So wie es andere Bücher nie auf die Oberfläche des allgemeinen Interesses schaffen, so tun es andere auf jeden Fall. Und es gibt Bücher, an denen die Medien, Jurys und der Buchmarkt schlicht nicht in der Lage zu sein scheinen, an ihnen vorbeizugehen, weil sich allein die Beschäftigung mit ihnen lohnt, in Sachen Publicity oder in der Brieftasche selbst.

Ich möchte vorausschicken, dass ich zwei Bücher von Christian Kracht über die Massen schätzte und gerne gelesen habe: «Imperium» und «Die Toten» mit dem er 2016 den Schweizer Buchpreis in Empfang nehmen durfte (auch wenn man Dankbarkeit damals nicht aus seiner Reaktion lesen konnte). Beide Romane sind hohe Sprachkunst, genial konstruiert und wie immer bei Christian Kracht genial inszeniert.

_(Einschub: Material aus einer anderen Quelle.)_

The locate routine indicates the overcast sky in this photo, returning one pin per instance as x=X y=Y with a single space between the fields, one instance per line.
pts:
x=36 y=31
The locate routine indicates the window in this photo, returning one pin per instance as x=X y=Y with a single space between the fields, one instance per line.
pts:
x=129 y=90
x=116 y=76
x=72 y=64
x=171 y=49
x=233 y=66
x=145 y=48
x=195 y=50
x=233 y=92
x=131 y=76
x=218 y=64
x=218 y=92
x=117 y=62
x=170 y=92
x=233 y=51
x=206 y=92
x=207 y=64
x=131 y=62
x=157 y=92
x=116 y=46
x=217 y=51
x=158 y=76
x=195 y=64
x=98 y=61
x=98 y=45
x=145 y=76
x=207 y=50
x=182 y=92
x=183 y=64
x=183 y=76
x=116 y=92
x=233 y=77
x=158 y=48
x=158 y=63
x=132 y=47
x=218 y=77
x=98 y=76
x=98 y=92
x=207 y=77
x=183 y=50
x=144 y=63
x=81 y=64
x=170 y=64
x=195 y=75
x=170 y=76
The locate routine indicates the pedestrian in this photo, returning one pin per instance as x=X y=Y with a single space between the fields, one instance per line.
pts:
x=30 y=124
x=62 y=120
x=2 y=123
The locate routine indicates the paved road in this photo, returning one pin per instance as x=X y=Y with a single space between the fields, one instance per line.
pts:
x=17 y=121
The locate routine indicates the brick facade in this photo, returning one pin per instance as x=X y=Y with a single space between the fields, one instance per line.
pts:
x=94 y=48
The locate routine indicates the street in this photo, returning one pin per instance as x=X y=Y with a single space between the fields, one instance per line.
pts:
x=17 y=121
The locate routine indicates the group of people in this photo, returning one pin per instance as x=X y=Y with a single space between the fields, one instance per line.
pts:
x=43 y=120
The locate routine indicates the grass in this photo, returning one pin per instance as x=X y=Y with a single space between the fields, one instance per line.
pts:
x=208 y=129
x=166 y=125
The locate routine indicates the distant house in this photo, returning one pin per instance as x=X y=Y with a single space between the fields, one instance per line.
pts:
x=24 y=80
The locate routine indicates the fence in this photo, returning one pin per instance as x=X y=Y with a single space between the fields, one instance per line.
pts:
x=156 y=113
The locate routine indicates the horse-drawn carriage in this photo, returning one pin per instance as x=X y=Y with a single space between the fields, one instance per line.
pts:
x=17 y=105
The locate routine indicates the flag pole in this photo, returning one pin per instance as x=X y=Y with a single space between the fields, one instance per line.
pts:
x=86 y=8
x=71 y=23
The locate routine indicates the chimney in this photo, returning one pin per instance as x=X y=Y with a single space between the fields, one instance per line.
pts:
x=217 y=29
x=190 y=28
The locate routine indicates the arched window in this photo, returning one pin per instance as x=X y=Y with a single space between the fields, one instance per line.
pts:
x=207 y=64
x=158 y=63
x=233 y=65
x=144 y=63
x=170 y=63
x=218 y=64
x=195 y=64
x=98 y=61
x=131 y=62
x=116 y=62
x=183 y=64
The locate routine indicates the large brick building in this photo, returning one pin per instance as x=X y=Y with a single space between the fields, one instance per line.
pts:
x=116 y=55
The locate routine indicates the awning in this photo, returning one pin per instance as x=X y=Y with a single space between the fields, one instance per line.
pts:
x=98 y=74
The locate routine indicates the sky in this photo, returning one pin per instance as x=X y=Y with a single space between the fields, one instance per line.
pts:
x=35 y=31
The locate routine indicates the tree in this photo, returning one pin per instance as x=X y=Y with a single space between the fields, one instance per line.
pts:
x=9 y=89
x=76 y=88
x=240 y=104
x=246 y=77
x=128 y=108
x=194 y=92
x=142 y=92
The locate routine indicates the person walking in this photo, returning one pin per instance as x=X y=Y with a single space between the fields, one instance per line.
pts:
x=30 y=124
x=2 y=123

Christian Kracht kann zwei Dinge unbestreitbar: Schreiben und Verunsichern. Das beweist er mit seinem Roman «Eurotrash», der es nun, als wäre es perfekt inszeniert, auf die Shortlist des Deutschen Buchpreises schaffte. Ein Roman, der mich als Leser gleichermassen faszinierte wie befremdete. Das tut dem Roman keinen Abbruch, denn ich unterstelle dem Autor, dass er genau das will. So wie er mich mit seinem Roman verunsichert, so verunsichert er mich als Person. Ich unterstelle dem Autor, dass er sich als Person und Schriftsteller perfekt vermarktet. «Christian Kracht» ist eine Marke, bei dem alles aufhorcht, wenn er sich ankündigt. Ein lebendiges Pulverfass, ein Funkelstein, der schwindlig macht, wenn man ihn lange genug fixiert.

Christian Kracht «Eurotrash», Kiepenheuer & Witsch, 2021, 224 Seiten, CHF 29.90, ISBN 978-3-462-05083-7

Der Inhalt des Romans ist schnell erzählt. Eine von Familie und Geschichte beschädigte alte Frau fährt mit ihrem von Familie und Geschichte beschädigten Sohn mit einem Taxi und einer prallvollen Plastiktüte Geld kreuz und quer durchs Land. Eigentlich tun sich beide gegenseitig nicht gut, bezichtigen sich aller erdenklichen Versäumnisse und Quälereien. Eine Tour durch ein Land durch Städte, die sie beide nicht mögen, manchmal sogar hassen, eine Tour durch Erinnerungen, die sie beide nicht mögen, manchmal sogar hassen. Eine Mutter und ein Sohn. Eine Bindung, die sich nur schwer mit Begriffen wie «Liebe», «Geborgenheit» uns «Wärme» verbinden lässt. Eine Bindung zwischen maximaler Abneigung und untrennbarer Nähe. Jeder, der liest, hat eine Mutter. Wir wissen, wie fragil eine solche Beziehung sein und werden kann. Darum schmerzt die Lektüre dieses Buches zuweilen körperlich. Nicht weil ich denke, dass der Autor die Wirklichkeit abbilden will – keinesfalls. Zuletzt bei Christian Kracht. Aber weil das Hickhack zwischen Mutter und Sohn so meisterhaft und klug inszeniert ist, dass es zumindest bei mir einen Nerz trifft, der bei der Lektüre empfindlich reagiert. Genau das, was ein Autor doch will. Einen Nerv treffen. Lesende konfrontieren, sie zur Auseinandersetzung zwingen.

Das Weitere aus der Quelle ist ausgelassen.